Written by on March 26, 2018

Note: Cambridge Analytica that has been headline news for the last week!  It may be nearer home than you think!  Note the name Strategic Communications Laboratory.  Ask a certain well-known Grenadian journalist, who  worked in St. Kitts elections  ” where  I had the opportunity to watch them up close and personal – but for confidentiality reasons, not at liberty to discuss”.  WE THE PEOPLE


This week we’ve been gripped by revelations about the tactics employed by Cambridge Analytica (CA) to influence elections using data collected – possibly illegally – from Facebook users’ accounts.

A lot of the focus has been on what role the company played in votes in the US and UK, but the firm has also been linked to campaigns in Czech Republic, India, Italy, Kenya, Mexico, Malaysia Nigeria and Ukraine, making this a truly worldwide phenomenon.
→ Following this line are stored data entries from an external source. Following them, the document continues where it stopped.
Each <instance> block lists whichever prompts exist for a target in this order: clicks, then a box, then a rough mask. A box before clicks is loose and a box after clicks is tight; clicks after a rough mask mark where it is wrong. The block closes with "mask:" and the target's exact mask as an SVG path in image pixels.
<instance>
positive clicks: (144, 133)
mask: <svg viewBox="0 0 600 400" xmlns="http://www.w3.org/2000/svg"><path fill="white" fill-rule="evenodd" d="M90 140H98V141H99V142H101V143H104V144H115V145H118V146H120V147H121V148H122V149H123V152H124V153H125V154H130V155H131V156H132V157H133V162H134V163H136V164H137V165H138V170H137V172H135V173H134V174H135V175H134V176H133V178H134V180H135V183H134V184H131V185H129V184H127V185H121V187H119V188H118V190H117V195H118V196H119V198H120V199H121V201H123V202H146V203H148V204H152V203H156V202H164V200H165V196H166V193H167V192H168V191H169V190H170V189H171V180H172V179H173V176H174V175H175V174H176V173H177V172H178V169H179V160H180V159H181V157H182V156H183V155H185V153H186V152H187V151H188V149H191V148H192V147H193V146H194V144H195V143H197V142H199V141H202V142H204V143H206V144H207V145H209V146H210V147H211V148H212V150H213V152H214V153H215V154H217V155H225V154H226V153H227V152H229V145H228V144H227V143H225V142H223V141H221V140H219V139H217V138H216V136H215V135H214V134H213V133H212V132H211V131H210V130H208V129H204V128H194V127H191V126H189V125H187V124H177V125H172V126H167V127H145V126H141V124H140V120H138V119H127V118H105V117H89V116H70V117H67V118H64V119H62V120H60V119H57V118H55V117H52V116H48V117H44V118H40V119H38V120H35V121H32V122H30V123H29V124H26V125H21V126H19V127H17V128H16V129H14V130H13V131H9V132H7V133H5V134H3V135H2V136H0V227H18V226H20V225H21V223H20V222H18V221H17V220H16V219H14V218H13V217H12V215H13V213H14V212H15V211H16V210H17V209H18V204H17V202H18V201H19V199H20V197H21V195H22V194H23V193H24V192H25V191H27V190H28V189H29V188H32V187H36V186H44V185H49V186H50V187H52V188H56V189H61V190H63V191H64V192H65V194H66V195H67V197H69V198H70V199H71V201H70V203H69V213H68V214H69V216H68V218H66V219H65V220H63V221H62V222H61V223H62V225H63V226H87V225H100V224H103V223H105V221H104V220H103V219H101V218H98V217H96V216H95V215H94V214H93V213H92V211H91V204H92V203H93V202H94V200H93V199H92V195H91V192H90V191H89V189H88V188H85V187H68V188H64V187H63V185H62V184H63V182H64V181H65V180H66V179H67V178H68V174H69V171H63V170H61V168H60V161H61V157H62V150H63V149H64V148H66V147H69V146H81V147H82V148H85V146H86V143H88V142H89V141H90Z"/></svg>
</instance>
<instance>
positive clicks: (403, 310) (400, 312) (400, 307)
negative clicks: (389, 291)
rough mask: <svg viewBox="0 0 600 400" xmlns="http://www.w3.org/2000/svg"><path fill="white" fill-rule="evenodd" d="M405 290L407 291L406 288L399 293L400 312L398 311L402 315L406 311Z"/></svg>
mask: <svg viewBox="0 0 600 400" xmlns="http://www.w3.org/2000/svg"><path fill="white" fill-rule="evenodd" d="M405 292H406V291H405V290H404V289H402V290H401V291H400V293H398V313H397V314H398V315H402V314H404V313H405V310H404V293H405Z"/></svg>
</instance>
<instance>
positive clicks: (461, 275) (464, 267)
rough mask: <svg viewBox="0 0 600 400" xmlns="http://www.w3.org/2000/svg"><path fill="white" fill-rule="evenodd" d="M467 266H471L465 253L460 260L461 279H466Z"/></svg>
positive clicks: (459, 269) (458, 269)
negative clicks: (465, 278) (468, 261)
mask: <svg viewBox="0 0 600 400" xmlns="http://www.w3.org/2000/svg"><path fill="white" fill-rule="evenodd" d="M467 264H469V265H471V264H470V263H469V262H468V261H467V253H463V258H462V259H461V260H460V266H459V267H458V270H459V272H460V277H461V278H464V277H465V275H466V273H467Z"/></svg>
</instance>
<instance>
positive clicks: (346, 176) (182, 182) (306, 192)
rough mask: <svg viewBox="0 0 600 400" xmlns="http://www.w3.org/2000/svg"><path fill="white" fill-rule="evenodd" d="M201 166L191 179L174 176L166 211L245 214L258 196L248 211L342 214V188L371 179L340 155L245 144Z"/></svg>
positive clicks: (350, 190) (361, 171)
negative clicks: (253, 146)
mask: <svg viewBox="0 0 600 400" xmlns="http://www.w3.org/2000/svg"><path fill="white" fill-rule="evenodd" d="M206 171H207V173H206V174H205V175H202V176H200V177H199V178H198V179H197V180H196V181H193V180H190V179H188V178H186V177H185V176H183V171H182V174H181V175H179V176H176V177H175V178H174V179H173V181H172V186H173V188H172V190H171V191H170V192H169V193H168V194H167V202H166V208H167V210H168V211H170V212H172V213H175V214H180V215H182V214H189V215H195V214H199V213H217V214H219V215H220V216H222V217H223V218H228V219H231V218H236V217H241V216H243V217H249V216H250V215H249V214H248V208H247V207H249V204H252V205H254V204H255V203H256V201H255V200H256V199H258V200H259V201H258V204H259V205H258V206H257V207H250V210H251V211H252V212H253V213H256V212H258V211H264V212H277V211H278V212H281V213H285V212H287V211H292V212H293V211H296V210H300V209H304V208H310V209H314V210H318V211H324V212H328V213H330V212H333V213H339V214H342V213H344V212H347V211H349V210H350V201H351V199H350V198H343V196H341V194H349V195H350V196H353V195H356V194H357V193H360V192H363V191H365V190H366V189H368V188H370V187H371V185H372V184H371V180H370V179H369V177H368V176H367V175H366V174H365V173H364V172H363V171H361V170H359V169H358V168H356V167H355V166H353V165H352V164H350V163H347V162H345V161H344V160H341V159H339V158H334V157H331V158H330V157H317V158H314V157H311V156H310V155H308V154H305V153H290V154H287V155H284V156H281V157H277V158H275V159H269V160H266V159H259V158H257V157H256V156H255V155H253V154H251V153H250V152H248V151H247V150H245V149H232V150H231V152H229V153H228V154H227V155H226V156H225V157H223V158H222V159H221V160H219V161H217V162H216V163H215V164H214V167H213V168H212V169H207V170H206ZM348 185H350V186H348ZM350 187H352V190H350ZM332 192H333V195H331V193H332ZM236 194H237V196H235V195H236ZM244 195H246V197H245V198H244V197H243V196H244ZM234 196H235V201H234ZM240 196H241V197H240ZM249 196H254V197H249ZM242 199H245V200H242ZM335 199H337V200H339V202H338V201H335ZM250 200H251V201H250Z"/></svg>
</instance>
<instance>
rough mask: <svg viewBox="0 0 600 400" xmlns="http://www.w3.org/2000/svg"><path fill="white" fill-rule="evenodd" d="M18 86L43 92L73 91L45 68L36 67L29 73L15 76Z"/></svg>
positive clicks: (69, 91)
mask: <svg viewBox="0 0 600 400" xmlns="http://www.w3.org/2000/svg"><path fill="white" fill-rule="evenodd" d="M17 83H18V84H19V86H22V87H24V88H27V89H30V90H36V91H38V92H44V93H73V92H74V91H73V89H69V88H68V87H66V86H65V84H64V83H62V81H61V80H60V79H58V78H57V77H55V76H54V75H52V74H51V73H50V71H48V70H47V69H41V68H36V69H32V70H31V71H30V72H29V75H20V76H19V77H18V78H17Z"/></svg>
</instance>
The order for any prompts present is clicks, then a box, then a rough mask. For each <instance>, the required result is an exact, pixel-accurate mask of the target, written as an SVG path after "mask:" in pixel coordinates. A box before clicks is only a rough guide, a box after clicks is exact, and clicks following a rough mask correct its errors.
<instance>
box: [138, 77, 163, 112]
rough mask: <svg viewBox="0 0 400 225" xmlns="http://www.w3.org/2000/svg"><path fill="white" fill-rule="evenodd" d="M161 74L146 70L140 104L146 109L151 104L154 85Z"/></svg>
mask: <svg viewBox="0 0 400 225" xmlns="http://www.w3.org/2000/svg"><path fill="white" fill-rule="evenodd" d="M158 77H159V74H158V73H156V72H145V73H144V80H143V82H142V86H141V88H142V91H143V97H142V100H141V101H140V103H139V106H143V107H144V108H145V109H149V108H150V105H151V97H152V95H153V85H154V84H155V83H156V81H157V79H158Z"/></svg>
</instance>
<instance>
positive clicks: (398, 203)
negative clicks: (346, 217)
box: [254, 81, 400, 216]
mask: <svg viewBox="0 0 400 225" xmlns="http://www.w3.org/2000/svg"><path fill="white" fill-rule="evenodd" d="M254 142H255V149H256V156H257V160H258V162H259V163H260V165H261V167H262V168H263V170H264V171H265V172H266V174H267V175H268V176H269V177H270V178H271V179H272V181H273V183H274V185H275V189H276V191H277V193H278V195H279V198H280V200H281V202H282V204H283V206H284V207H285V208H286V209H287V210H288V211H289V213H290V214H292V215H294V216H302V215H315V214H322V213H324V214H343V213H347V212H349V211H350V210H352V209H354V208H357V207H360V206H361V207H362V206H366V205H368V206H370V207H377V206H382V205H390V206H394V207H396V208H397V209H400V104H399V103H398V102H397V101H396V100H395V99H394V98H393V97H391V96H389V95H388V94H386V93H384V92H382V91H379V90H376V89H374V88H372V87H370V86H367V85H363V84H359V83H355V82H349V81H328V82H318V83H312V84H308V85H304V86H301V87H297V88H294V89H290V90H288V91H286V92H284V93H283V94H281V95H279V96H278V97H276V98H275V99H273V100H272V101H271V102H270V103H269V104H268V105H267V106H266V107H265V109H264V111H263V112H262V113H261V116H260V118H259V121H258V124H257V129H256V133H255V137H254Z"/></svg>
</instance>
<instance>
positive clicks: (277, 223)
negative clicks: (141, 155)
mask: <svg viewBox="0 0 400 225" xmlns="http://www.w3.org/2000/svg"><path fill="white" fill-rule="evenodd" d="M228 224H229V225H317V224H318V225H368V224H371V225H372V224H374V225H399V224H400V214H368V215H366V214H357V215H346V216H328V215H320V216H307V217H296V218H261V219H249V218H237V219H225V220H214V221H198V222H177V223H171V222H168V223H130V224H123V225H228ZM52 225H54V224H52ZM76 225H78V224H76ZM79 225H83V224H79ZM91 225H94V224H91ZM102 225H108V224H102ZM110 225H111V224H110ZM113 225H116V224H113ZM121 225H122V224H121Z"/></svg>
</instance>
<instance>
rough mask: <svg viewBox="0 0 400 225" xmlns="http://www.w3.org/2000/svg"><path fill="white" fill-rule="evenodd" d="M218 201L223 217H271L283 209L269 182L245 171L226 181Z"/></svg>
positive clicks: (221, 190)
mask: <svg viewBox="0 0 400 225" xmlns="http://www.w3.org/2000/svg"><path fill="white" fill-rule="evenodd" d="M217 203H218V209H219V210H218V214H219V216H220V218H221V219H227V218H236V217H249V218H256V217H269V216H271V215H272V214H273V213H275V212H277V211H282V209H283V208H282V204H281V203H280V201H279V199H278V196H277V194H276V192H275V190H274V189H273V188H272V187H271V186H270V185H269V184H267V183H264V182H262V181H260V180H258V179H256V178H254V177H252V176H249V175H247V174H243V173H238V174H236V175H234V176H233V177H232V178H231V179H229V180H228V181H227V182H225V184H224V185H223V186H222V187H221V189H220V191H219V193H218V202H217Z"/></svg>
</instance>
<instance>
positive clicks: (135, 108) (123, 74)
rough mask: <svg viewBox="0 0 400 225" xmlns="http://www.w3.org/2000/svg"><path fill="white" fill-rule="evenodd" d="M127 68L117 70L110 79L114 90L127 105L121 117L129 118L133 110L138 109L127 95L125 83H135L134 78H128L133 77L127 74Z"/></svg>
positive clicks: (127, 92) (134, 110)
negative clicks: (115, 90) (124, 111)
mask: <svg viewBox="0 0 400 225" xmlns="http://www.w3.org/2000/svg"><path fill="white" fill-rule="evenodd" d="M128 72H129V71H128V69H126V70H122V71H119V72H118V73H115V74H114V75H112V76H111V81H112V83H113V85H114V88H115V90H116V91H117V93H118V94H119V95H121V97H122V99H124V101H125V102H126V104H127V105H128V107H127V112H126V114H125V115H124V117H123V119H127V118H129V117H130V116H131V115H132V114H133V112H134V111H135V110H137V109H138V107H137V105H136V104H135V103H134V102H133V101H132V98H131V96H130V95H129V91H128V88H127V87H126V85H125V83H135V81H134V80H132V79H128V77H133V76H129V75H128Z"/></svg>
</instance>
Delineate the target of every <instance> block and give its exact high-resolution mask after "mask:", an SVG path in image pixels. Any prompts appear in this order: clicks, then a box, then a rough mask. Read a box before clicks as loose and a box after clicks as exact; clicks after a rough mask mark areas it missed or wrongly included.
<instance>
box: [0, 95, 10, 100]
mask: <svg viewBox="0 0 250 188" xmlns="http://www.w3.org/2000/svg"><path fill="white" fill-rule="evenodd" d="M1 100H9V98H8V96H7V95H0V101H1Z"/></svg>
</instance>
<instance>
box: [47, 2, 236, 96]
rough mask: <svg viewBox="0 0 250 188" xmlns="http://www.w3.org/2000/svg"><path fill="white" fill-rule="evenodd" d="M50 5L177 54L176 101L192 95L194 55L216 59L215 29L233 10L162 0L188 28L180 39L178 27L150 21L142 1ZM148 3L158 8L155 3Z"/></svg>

New technologies can be a double-edged sword. Social media has transformed how the public call out the corrupt and demand change. But what happens when the data these tools generate about their users is used as part of a murky process to influence elections? Is this corruption?

The now-suspended CEO of CA, Alexander Nix, told undercover reporters that some emails between the company and its clients automatically self-destruct, leaving no electronic paper trail for investigators looking into potential election fraud allegations.

Moreover, the actual identities of companies working on elections were hidden, presumably through shell companies. “No one even knew they were there,” said another CA executive of an operation in Eastern Europe.

The scandal highlights how election laws in many countries have loopholes that allow special interests to buy influence. In some cases, regulations are often lacking altogether, making it harder to pinpoint exactly how corporations or politicians have crossed the line. That’s particularly true here – the scandal around Facebook and Cambridge Analytica indicates a new battleground in the fight against political corruption.

At the same time, the old-school, ‘suitcases full of cash’ method of buying influence is still with us.

This week former French president Nikolas Sarkozy was charged over allegations that he received up to 50 million Euros towards his 2007 election campaign from Muammar Gadaffi’s regime in Libya.

And in Peru, President Pedro Pablo Kuczynski has resigned over a vote-buying scandal. You might remember that back in December Kuczynski survived an impeachment vote after pardoning one of his corruption-accused predecessors, Alberto Fujimori. Now, new videos appear to show Kuczynksi’s allies offering up a share of public contracts in return for support in a second impeachment vote.

Times change, but corruption is unfortunately a constant.

So is our commitment to fighting it.